Chilean writer-director Pablo Larraín's fourth film, No, details one of the most important moments in Chile's political history: The 1988 plebiscite that would either allow the dictatorship of Augusto Pinochet to continue for another eight years or to herald a democratic state permitting free elections. Centering around a sought after advertising man by the name of René Saavedra (Gael Garcia Bernal), No is a dramatic, often heart-wrenching portrait of the efforts it took just to get people to consider putting aside their fear to stand up against a blatantly tyrannical dictatorship.
One of the most notable aspects of No is Larraín's decision to use U-Matic magnetic tape in low definition to lend the film an especially organic, 1980s feel--making the viewer experience the rough-hewn quality of the decade.
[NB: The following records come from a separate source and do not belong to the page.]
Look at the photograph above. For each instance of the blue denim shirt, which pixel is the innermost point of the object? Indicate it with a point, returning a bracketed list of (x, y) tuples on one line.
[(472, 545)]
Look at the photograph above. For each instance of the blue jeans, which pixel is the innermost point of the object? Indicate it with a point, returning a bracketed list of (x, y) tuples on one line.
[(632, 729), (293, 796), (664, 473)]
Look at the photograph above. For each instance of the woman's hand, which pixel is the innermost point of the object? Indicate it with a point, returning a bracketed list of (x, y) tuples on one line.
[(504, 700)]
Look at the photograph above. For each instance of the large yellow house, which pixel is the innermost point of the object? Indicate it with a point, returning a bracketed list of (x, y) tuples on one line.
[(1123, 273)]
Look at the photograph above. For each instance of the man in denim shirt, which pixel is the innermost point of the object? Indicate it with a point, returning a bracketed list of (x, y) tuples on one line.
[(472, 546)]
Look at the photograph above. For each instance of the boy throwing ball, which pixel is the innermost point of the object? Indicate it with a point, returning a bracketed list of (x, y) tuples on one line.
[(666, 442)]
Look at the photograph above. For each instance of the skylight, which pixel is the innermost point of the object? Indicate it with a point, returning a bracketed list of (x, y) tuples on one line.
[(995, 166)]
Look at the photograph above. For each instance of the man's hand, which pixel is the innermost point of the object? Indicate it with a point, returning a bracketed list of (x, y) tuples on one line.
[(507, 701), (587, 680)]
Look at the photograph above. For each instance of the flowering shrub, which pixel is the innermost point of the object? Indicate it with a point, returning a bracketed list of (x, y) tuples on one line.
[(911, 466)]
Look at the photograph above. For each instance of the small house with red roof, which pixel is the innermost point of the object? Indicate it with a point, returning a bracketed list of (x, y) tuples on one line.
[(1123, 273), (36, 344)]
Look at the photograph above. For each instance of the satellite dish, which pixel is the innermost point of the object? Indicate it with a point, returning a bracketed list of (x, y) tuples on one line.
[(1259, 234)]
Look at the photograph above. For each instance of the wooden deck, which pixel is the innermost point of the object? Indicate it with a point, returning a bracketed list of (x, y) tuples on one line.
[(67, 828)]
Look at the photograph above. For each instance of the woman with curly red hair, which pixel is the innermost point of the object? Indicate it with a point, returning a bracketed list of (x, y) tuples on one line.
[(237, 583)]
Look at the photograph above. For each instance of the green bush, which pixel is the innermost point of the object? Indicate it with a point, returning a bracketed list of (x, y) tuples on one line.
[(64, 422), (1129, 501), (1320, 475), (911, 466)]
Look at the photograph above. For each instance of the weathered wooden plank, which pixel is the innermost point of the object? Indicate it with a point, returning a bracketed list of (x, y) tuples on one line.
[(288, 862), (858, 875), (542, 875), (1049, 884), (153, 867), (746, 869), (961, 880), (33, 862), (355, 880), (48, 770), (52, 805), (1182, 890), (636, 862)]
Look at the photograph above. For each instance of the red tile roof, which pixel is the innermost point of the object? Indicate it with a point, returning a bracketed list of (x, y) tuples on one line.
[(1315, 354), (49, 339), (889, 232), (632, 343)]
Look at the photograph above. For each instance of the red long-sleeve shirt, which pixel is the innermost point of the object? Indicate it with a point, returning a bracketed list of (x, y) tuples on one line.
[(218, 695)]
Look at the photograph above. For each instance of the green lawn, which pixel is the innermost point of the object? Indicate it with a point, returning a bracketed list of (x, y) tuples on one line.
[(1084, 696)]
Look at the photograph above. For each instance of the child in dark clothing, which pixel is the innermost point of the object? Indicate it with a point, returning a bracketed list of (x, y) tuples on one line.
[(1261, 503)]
René himself is an extremely successful ad man with no need for additional income. But when approached by a member of the "No" campaign, he can't help but be intrigued by the challenge of opposing Chile's long-established dictatorship. The parameters of the campaign entail twenty-seven nights of broadcasting each perspective of the "Yes" and "No" angles, with both sides getting fifteen minutes of air time every night.
René's challenge lies not only in getting voter participation, but also creating a campaign that will actually resonate with the Chilean population. Because of his familiarity and expertise in marketing to youth culture (the film's opening showcases a recent Pepsi-esque commercial he made for Free Cola--featuring a band and a mime), René's confidence in tackling the project is perhaps a bit misguided. Meanwhile, Pinochet's counsel has desperately enlisted the help of René's boss, Lucho (Alfredo Castro--an ironic homage to another dictator we know), to help gain an edge over the already memorable "No" campaign.
After René sees the latest fifteen minute segment from the "Yes" campaign--a blatant attack on the facts presented in the "No" segment--he immediately realizes that his boss has stabbed him in the back. His ex-wife, Veronica (Antonia Zegers), notes that everything in advertising is "a copy of a copy of a copy of a copy of a copy" anyway. With the "No" campaign gaining true momentum, people within the Pinochet government begin to threaten the livelihood of not only René, but his son, Simon (Pascal Montero), as well.
As political tensions continue to mount, René sends Simon to stay with Veronica, unwittingly encountering her new boyfriend in the process (incidentally, wearing a "No" campaign sweatshirt that René designed himself). The pain of this discovery makes the litany of issues coming at René seem even more pronounced as he struggles with the prospect of losing his campaign after putting so much earnest effort into it. When election day finally comes, the celebrants at the "No" campaign rally are dispersed through violent means by members of the government military. As René looks on in horror at what he views as havoc he is responsible for creating, he grabs his son and runs through the crowd, only to spot Veronica being apprehended by one of the members of the militia. In a subtle moment, the camera captures the glint of a rainbow through the spray of water being doused at the crowd--the same emblem of the "No" campaign signs and t-shirts.
Once Lucho has bailed out Veronica through his connections with the Pinochet government--after lording the favor over René with an air of superiority--René regains his focus on the final hours of the election. Flashing to archival images of Jane Fonda, Christopher Reeve and (somewhat randomly) Richard Dreyfuss wishing the Chilean people luck, the American influence on foreign culture in the 80s continues to assert itself (especially with frequent earlier allusions to the "We Are the World" effort).
Although the results appear initially grim, the election ends up miraculously favoring the "No" campaign. During the revelatory outburst, however, René's win seems somehow hollow as he walks through the crowd without Veronica. In many respects, you might say that No is Chile's version of Argo in terms of a commitment to historical accuracy--both visually and storywise.